*Rangel Alves da Costa
Aos domingos, em grande parte das residências
é dia de uma comida especial, diferenciada, mais apetitosa ou apenas para sair
da rotina. Um dia de macarronada, de lasanha, de strogonoff, de cozidos gordos,
de lombos assados, de iguarias de todo jeito.
Mas ali, naquela casa, o domingo vai passar
sem macarronada, lasanha, strogonoff, cozidos gordos, lombos assados, sem
qualquer tipo de iguaria. Já não teve nada para o café da manhã, certamente não
terá para o almoço e a janta.
Aliás, em muitas moradias se torna
absolutamente desnecessário que se use os termos café da manhã, almoço ou
janta, para nomear as normais refeições do dia. Nestas residências
empobrecidas, de miséria absoluta ou chegando a este patamar, é apenas o de
comer. O de comer na manhã, ao meio-dia, depois da boca da noite.
Amanhece e anoitece sem ter o de comer. Sem
ter o de comer na panela, no prato, em riba da mesa. O adulto sofre,
entristece, fica agoniado, mas acaba suportando forçadamente. Mas diferente
quando há criança que precisa ser alimentada.
Nada mais triste que um lar onde a criança
passa fome pela ausência absoluta de comida, onde a infância esmorece por falta
de alimento, onde a pele chega ao osso por falta de pão. E também nada mais ao
pai e à mãe ouvir o choro do seu e nada ter para aliviar a fome.

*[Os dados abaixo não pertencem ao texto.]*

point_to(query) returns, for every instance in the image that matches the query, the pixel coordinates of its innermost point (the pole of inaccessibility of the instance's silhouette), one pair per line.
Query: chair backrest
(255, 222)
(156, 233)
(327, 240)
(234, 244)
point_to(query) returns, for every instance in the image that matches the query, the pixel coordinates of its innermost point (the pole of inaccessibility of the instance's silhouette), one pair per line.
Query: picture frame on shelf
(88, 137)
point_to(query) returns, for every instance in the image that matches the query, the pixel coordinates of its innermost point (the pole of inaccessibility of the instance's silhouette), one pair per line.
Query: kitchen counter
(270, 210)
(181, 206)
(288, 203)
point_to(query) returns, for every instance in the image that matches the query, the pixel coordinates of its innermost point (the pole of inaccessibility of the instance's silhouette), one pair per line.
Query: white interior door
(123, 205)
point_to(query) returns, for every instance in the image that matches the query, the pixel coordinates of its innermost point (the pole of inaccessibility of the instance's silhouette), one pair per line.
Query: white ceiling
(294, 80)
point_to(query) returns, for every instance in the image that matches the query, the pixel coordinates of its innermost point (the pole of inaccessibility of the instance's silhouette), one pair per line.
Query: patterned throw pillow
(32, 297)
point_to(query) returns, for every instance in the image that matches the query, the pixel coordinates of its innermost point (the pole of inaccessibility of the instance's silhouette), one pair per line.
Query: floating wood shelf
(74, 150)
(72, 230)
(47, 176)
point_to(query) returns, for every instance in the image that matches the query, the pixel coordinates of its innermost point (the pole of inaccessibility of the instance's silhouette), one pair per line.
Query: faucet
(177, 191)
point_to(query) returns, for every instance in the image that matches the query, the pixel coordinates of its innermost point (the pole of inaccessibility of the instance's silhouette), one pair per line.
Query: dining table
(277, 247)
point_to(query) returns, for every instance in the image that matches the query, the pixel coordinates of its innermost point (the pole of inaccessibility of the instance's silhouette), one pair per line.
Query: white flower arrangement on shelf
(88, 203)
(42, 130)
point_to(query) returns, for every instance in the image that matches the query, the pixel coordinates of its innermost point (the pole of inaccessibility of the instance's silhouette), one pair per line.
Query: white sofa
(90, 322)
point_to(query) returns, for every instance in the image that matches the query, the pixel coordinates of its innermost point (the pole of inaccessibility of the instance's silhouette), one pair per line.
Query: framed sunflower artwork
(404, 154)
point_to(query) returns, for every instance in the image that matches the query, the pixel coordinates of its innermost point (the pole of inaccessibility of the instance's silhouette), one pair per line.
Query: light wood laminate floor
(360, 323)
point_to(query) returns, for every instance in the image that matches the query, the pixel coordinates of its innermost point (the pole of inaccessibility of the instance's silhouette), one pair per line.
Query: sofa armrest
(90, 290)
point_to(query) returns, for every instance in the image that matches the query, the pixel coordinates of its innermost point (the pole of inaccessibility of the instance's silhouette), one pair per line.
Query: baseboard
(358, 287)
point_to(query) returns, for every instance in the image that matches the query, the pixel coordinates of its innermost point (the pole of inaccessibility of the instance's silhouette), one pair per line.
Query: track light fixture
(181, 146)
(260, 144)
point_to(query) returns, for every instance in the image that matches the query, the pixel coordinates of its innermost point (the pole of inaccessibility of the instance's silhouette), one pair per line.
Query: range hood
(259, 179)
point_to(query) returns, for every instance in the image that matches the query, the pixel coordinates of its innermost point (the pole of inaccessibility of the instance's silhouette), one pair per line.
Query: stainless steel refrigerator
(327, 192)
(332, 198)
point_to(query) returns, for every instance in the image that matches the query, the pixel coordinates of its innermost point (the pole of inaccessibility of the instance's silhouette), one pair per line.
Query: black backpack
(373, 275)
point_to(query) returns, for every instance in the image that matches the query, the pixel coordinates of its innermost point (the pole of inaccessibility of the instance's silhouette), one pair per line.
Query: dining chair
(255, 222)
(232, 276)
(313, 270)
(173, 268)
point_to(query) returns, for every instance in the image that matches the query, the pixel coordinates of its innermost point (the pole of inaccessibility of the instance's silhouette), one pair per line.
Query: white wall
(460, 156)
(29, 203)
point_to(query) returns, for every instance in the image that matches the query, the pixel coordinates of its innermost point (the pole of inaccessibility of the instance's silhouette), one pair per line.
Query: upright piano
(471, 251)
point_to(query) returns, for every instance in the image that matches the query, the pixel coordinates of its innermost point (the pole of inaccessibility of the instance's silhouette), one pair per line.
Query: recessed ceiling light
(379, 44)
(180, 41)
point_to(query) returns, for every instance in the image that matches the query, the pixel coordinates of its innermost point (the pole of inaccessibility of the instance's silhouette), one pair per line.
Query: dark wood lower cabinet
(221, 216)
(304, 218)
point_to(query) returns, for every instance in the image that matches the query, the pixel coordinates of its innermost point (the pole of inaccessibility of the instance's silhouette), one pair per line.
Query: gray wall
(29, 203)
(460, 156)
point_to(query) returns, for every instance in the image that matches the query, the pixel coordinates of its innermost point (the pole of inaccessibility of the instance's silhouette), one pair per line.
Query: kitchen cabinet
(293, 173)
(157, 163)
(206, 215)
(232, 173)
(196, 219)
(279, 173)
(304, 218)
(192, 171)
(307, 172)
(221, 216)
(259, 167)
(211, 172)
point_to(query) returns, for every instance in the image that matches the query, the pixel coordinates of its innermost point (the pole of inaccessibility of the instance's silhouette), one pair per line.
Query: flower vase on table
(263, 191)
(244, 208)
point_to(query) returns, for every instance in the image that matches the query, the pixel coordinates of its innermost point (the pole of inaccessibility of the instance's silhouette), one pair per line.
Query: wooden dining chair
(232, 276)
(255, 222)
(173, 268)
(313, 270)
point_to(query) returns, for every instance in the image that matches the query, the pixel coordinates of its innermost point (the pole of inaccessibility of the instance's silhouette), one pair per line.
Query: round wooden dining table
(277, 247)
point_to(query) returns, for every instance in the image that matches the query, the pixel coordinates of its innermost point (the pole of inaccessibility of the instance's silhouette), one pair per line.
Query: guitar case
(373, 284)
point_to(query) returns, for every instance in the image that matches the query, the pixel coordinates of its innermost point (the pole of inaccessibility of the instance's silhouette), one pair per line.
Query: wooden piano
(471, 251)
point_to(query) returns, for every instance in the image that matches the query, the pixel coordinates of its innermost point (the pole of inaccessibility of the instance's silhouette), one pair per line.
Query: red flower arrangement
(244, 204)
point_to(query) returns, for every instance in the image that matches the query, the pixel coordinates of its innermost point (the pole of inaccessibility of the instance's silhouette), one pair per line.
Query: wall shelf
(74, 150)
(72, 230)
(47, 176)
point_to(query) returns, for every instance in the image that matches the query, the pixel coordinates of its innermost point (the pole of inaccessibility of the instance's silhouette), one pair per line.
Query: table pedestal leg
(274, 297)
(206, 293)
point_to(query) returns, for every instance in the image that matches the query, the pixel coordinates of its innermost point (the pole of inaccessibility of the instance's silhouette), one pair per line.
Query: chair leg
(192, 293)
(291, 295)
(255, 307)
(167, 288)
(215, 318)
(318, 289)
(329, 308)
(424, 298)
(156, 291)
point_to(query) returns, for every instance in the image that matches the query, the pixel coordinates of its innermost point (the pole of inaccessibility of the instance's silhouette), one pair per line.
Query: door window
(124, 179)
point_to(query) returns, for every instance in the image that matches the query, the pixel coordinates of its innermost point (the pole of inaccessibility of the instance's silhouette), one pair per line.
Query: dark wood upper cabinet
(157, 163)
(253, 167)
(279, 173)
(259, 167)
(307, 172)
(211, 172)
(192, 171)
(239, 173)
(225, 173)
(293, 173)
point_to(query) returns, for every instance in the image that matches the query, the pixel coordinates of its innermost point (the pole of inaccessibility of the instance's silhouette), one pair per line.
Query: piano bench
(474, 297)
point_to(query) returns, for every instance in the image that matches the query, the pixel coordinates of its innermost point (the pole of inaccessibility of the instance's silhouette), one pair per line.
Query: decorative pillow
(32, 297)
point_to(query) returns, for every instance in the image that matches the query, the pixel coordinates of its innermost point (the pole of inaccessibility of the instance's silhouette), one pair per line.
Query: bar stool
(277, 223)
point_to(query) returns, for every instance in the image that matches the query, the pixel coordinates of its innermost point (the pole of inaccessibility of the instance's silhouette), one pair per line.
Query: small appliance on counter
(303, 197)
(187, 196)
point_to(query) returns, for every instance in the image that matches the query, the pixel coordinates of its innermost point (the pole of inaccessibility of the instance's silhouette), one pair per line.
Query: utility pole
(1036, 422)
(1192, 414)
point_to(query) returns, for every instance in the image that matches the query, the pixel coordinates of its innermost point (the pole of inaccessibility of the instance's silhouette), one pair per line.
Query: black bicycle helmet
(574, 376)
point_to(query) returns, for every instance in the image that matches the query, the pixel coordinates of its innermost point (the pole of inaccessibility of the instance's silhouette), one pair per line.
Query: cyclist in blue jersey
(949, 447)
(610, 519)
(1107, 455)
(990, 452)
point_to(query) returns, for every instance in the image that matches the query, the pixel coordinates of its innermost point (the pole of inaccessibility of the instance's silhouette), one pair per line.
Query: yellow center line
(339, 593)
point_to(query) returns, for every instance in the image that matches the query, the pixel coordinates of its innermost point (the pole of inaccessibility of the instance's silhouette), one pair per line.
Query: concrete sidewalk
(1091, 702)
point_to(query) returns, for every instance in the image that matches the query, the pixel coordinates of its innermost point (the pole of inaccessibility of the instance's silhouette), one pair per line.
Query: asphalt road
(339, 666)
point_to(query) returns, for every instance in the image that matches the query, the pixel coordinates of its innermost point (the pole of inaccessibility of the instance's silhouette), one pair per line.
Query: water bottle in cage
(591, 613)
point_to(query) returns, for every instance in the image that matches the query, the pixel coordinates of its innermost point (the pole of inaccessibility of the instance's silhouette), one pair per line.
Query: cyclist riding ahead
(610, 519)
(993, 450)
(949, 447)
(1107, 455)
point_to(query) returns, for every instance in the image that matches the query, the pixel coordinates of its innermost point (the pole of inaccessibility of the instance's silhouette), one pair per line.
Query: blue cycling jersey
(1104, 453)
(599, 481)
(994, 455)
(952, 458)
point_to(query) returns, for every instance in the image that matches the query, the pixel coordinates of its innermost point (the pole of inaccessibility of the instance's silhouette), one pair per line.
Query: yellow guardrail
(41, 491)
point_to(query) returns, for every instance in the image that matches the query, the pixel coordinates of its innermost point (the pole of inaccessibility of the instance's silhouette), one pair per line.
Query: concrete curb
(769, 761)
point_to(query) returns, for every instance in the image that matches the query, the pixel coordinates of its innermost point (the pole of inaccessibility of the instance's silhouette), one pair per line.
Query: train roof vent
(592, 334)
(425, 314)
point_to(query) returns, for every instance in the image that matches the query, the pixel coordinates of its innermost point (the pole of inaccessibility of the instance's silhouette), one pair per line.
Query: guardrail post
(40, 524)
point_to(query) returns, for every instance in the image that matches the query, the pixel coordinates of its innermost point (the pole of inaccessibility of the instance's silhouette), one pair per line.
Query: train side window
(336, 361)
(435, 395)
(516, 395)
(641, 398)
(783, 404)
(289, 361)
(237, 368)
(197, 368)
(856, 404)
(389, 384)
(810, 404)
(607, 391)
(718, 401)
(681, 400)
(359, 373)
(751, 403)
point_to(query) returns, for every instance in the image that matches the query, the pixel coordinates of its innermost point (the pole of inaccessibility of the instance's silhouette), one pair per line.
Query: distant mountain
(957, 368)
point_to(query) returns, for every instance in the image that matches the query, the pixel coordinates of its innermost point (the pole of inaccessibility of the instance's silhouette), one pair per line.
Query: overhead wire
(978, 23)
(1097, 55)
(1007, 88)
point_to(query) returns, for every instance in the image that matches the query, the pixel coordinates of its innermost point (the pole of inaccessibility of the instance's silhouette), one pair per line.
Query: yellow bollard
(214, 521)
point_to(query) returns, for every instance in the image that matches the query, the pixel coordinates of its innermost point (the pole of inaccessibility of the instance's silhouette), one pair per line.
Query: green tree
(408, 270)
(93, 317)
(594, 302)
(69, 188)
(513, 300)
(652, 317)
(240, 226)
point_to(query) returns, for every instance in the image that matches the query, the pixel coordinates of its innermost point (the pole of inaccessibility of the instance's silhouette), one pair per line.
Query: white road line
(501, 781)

Nestes lares, em tantos lares espalhados
pelas distâncias, sertões adentro e escondidos do meio do mundo, não há farinha
seca muito menos feijoada, não há pão com ovo e muito menos risoto, não há
tripa assada com farinha e muito menos frango ao molho pardo.
Casa de barro, levantada na ripa e no cipó,
com móveis de tamborete, de tronco e resto de madeiro, com esteira fazendo às
vezes de cama, com fogão de lenha e prato de plástico ou alumínio, não conhece
a fartura nem o sabor da macarronada ou da carne frita bem temperada.
Sorte na vida quando há fubá de milho para um
cuscuz, uma papa, um mingau. Vida feliz quando há um pão, uma bolacha, um
bolachão, um pedaço de qualquer coisa. Grande acontecimento quando a panela
ferve e nela uma carne com água e sal, tempero e um cheiro bom que chega a se
espalhar pelos ares.
Mas no domingo nenhum macarrão, nenhuma
macarronada, nenhum sarapatel, nenhum buchada, nenhum frango assado ou cozido,
nenhum pernil de porco. Nenhuma cerveja, nenhum guaraná, nenhum vinho, nenhuma
bebida gelada. Mas a mesma família de carne e osso como as demais famílias. Mas
no prato a diferença.
Não significa dizer que as famílias
empobrecidas vivam na eterna penúria, sem comida à mesa ou algum alimento no
seu dia, mas tão somente que sua sobrevivência é muito diferente daquela de
mercadinho, de feira, de compra disso ou daquilo. E no domingo o nada ou quase
nada como alimentação.
Convidados não chegam aos casebres para o
almoço, churrasqueiras não são abrasadas nas casas pobres e tristes, isopores
não são preparadas para guarnecer bebidas nas casas carentes de quase tudo. Há
mesas, porém nelas o vazio perante olhares que tantas vezes choram suas
carências.
Quando há quintal e neste duas ou três
galinhas, talvez o almoço seja exatamente farofa de ovo, ovo com pão, ovo com
cuscuz, ovo com ovo. Acaso a galinha vá pra panela, em dois ou três dias e
novamente a fome sobre a mesa e sem o ovo do dia a dia. Por isso a pobreza tudo
faz para não puxar o pescoço daquela que lhe forneça a esperança do alimento.
Enquanto isso, enquanto a mesa vazia se
mostra imensa perante barrigas vazias e olhares entristecidos, talvez as sobras
do fausto almoço dominical sejam logo lançadas em lixeiras, em sacos plásticos
em vasilhames para os monturos. É o desperdício diante da fome.
Mas assim mesmo a vida. Enquanto uns
adormecem depois do farto e sortido almoço, outros apenas tentam enganar, de
olhos abertos ainda que adormecidos, a fome mais feia do mundo.